Body image – everyone has it, but what does it mean? Healthy body image is when you feel relaxed and good about your body, whereas unhealthy body image is when you think about your body in a negative way. There are ways to improve negative body image - the first step is figuring out what’s causing it in the first place.
This can help if:
- you want to know more about body image
- you feel you have a negative body image
- you want to better understand the causes of negative body image
- you want to learn how to improve your body image.
What do ‘healthy’ and ‘unhealthy’ body image mean?
Healthy body image is about feeling comfortable in your own skin:
- Feeling happy most of the time with the way you look.
- Feeling good about yourself.
- Valuing yourself by who you are, not by what you look like.
Unhealthy or negative body image is believing your body isn’t good enough:
- Thinking that you look too fat.
- Feeling like you’re not pretty enough or muscular enough.
- Believing that your looks determine your value as a person.
- Fixating on trying to change your body shape.
Why do I feel negative about my body, and what can I do about it?
Media imagery: Question it
Today’s popular media have constructed an idealised image of what ‘attractiveness’ is.

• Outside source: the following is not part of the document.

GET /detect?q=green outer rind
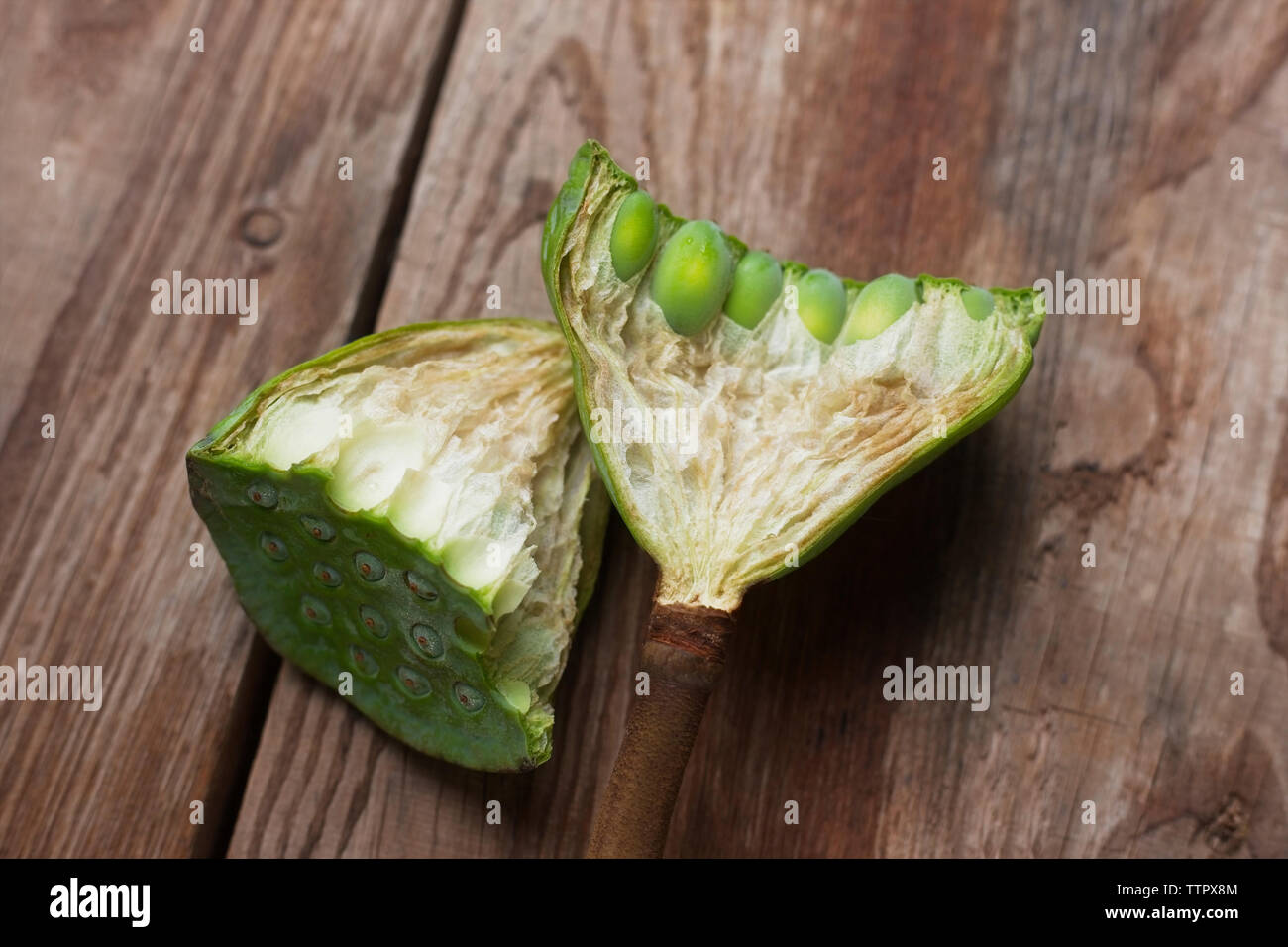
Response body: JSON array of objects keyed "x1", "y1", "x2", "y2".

But most images are photoshopped to show body shapes that are impossible to achieve:
- Look for similarities in body shape that you share with family members.
- Focus on your positive qualities, skills and talents.

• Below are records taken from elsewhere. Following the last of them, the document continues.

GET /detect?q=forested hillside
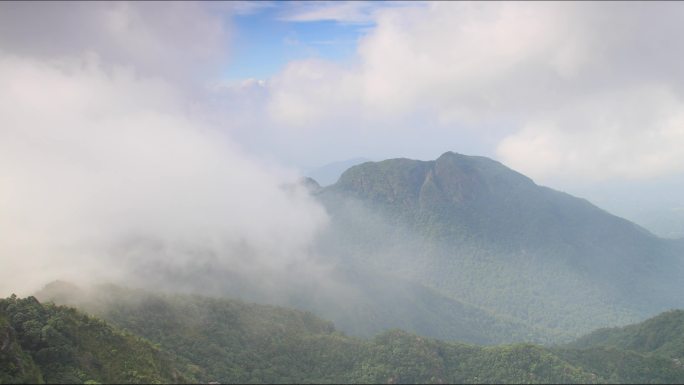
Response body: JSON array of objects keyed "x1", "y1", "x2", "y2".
[
  {"x1": 0, "y1": 296, "x2": 188, "y2": 384},
  {"x1": 314, "y1": 153, "x2": 684, "y2": 341},
  {"x1": 24, "y1": 284, "x2": 684, "y2": 383}
]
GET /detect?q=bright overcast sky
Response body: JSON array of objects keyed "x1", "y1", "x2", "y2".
[{"x1": 0, "y1": 1, "x2": 684, "y2": 216}]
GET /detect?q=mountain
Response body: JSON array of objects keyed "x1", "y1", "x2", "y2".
[
  {"x1": 314, "y1": 152, "x2": 684, "y2": 341},
  {"x1": 306, "y1": 158, "x2": 370, "y2": 186},
  {"x1": 29, "y1": 283, "x2": 684, "y2": 383},
  {"x1": 569, "y1": 310, "x2": 684, "y2": 362},
  {"x1": 0, "y1": 296, "x2": 188, "y2": 384}
]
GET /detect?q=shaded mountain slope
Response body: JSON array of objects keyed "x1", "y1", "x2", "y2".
[
  {"x1": 569, "y1": 310, "x2": 684, "y2": 361},
  {"x1": 0, "y1": 296, "x2": 192, "y2": 383},
  {"x1": 32, "y1": 285, "x2": 684, "y2": 383},
  {"x1": 315, "y1": 153, "x2": 684, "y2": 339}
]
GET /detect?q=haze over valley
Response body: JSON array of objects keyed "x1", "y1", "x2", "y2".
[{"x1": 0, "y1": 1, "x2": 684, "y2": 384}]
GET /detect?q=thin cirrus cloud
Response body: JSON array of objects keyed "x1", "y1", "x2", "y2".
[{"x1": 260, "y1": 2, "x2": 684, "y2": 180}]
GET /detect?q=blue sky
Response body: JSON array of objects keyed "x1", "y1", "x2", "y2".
[{"x1": 224, "y1": 3, "x2": 372, "y2": 82}]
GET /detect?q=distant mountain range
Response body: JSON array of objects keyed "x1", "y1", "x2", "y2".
[
  {"x1": 314, "y1": 152, "x2": 684, "y2": 340},
  {"x1": 305, "y1": 158, "x2": 370, "y2": 186},
  {"x1": 0, "y1": 152, "x2": 684, "y2": 383}
]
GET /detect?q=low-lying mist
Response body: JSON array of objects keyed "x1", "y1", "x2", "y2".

- Appreciate all the cool physical things your body can do!
Media messages: Choose what you view
Subtle media messages about body ‘perfection’ have a sneaky way of working into your subconscious:
- Choose media that don’t make you feel crap about yourself.
- Avoid sites, mags and shows that say you need to change your appearance.
- Ignore those media that suggest the ‘ideal body’ exists. It doesn’t!
Fashion: Find your own style
Fashion can make you feel like you’ve got to dress a certain way to be attractive. In reality, people find others more attractive when they are their authentic, unique selves:
- Wear what makes you feel comfortable.
- Decide for yourself what looks good on you.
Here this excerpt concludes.